|Now in her sixth season of playing Detective Olivia Benson in NBC's hit Tuesday crime drama "Law & Order: Special Victims Unit," actress Mariska Hargitay is discovering that some of the best acting accolades don't come with a statuette or a plaque.|
The 40-year-old actress has been nominated for an Emmy, a Golden Globe, a Screen Actors Guild award and many other honors, yet she says her biggest reward comes from fans who say they have been touched by her TV character.
"I'm immensely gratified by the feedback I get on the show," Hargitay says. "I have a Web site (www.mariska.com), and I get hundreds of e-mails from people, mainly women, who say our show has changed their lives. That means more to me than I can say."
She's proud to be part of a show that chronicles not only how a dedicated team of New York police detectives solves appalling crimes of a sexual nature, but also how those dire crimes take a harsh toll on their personal lives.
"I think Neal [Baer, one of the show's executive producers] has been very smart about how he has subtly woven this in," Hargitay says. "We're not 'NYPD Blue.' The show isn't about our personal lives, but it does include how these crimes affect those personal lives and our relationships. It's not something I've felt the need to fight for.
"It's been kind of interesting in that our show sort of has found its own voice in that it actually is a little more personal than the other shows in our franchise. And I think that's a natural outgrowth of the crimes we have to deal with. It has to be. There's no way that our show can avoid dealing with the personal because of what these characters, these human beings, are confronted with every day. There's no way these crimes wouldn't take their toll on these detectives."
In fact, just acting out such dark stories on a weekly basis takes its own toll, she adds, even after all this time.
"Yeah, it does, and you never know when it's going to pop up. There are times when I think, 'The longer I do this, the easier I can shake it off at the end of the day,' but it just becomes hard to turn it off," Hargitay says.
"I got married in August, and my husband and I were in Hawaii, in a car being driven to the top of a mountain or something, and I turned to the guide or whoever and said, 'So, what's the crime rate here?' and my husband stared at me and went, 'God, Mariska, stop for five minutes. We're on our honeymoon. You always ask that, wherever we go.' And I realized, jeez, this is how deep it is."
Of course, it's even harder on the real detectives who actually investigate the real, and often gruesome, cases. Hargitay says she is very proud to be playing a character as gallant as Olivia has proven herself over the years, most recently in a chilling episode called "Charisma," in which she faced down a cult leader responsible for the deaths of many children under his care.
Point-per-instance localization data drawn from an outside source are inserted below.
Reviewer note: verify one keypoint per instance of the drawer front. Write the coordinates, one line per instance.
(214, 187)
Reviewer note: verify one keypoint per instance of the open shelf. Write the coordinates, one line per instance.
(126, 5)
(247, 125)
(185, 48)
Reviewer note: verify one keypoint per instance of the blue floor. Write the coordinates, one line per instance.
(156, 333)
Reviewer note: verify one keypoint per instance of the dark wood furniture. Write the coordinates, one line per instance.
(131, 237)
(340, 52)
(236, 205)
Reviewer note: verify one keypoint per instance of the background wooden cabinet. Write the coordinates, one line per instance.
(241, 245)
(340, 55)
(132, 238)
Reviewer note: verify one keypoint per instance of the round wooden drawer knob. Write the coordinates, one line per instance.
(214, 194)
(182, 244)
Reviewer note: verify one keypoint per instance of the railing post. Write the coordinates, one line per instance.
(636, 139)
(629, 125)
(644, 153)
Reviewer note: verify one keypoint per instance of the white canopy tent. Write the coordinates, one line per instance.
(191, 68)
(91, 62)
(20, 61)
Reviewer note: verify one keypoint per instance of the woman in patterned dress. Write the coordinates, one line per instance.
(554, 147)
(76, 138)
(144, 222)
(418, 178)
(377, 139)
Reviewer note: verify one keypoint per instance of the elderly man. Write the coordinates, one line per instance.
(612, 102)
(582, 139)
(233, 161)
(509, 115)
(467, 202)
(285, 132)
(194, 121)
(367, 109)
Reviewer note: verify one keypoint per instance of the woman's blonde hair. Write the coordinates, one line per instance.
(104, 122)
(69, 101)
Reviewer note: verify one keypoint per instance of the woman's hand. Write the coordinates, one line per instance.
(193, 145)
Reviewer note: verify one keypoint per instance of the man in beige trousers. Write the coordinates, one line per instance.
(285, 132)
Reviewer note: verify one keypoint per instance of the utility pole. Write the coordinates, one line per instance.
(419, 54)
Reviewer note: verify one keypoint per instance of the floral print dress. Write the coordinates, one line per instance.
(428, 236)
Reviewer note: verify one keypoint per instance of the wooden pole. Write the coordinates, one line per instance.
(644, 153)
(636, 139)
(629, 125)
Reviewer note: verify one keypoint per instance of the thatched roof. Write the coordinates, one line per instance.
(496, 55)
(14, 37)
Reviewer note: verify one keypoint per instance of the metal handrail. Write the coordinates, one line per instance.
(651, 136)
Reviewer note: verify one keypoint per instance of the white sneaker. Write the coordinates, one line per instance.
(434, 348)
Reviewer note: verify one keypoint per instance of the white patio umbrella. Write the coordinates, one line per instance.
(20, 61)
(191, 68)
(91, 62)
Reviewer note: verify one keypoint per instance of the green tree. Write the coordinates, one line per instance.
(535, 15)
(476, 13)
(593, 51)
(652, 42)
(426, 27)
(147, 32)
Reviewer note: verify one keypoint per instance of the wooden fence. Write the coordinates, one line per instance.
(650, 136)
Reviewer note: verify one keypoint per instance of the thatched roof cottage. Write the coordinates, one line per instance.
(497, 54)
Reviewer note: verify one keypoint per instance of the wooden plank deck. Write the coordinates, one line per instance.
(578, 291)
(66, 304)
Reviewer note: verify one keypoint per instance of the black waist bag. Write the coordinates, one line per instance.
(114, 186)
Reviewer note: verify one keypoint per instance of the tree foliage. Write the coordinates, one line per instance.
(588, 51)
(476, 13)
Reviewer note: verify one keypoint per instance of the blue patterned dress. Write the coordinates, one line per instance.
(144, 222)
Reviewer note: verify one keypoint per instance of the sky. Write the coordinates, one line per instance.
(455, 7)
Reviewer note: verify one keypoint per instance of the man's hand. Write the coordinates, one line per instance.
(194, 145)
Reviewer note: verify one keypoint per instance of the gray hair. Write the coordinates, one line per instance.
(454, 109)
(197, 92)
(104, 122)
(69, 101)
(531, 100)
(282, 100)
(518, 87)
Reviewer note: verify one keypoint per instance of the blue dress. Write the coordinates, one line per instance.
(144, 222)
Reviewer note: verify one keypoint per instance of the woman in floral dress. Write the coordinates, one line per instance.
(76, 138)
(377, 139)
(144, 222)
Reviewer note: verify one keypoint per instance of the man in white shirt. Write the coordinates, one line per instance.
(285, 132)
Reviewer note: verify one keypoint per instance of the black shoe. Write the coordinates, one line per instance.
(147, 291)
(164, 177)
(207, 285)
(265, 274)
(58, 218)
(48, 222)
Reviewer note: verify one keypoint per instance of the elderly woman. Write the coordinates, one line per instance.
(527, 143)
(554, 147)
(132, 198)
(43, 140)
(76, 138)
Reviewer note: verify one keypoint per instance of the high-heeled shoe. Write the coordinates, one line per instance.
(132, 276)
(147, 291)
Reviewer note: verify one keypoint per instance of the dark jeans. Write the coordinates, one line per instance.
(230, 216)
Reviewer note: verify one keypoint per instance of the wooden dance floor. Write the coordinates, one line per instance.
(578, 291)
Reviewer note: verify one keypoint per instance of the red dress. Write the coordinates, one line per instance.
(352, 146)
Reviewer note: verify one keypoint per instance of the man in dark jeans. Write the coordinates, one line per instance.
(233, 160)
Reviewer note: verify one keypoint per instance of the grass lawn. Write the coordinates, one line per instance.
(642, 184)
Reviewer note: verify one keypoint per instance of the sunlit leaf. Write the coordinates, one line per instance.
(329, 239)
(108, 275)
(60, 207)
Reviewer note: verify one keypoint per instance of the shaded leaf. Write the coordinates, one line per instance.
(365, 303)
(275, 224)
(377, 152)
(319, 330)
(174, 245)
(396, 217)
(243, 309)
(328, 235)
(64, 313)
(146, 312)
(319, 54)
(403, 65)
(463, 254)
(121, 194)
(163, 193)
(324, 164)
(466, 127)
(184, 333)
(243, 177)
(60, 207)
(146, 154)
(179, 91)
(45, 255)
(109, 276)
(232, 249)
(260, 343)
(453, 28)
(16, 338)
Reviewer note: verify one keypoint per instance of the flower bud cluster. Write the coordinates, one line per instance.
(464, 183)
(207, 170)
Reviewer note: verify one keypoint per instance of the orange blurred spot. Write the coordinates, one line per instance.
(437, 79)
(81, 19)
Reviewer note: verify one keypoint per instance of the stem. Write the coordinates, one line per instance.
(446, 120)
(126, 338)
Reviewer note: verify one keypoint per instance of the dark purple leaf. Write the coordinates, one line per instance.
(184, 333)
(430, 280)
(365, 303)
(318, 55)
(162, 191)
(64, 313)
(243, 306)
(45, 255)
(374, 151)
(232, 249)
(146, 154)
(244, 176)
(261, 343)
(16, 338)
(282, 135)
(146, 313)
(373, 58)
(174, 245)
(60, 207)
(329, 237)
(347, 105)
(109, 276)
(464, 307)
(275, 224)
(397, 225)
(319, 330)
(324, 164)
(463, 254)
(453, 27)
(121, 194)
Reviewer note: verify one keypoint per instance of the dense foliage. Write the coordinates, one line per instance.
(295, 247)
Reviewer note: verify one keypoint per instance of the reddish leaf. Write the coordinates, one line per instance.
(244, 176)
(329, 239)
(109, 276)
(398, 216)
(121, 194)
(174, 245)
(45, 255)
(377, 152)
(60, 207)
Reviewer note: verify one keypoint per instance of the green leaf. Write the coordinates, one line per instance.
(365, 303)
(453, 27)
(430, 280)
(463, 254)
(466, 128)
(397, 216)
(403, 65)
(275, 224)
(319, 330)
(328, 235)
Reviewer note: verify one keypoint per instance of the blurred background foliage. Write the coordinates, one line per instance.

"We showed the strength of a woman's characteristics as opposed to a man's," Hargitay says. "[That episode] showed us something that was so horrendous and so painful that Olivia is the only one who can handle it -- and she deals with it by expressing her emotion instead of trying to supress it and trying to keep it inside, like many cops do. The fact that Olivia is so connected to the pain she feels is what allows her to rise up and handle the case. In other words, her 'weakness' turns out to be her strength, and that's a very feminine quality."
The daughter of movie bombshell Jayne Mansfield and Hungarian bodybuilder Mickey Hargitay, 3-year-old Mariska was in the back seat during the 1967 car crash that killed her mother. She credits her father with instilling inside her a determination to succeed at anything she attempted.
"My father has been the most influential person in my life, because he overcame so much adversity being this little guy from Hungary who didn't know anything when he came to this country wanting to be a weight lifter," she says. "They told him he was too old, too this, too that, and what he achieved by his commitment to excellence is an inspiration. He has been an unwavering support to me, and it always comes back to him in terms of who has guided my life most profoundly.
"From the time I was about 3 feet tall, my father would say to me, 'I don't care what you do, but whatever you do, do it well and be the best and be proud of it,' " Hargitay recalls. "I was into athletics, swimming, in high school, but somebody asked me to audition for a play and I got the lead.
"Ironically, the play I did was 'Women's Work,' about a 26-year-old nurse who decides to get an abortion. This was at an all-girl Catholic private high school, I'll have you know, and I feel like that was almost a foreshadowing of the show I'm on now, because it was about these ethical dilemmas. I'm just so glad that God has blessed and guided my career in this direction."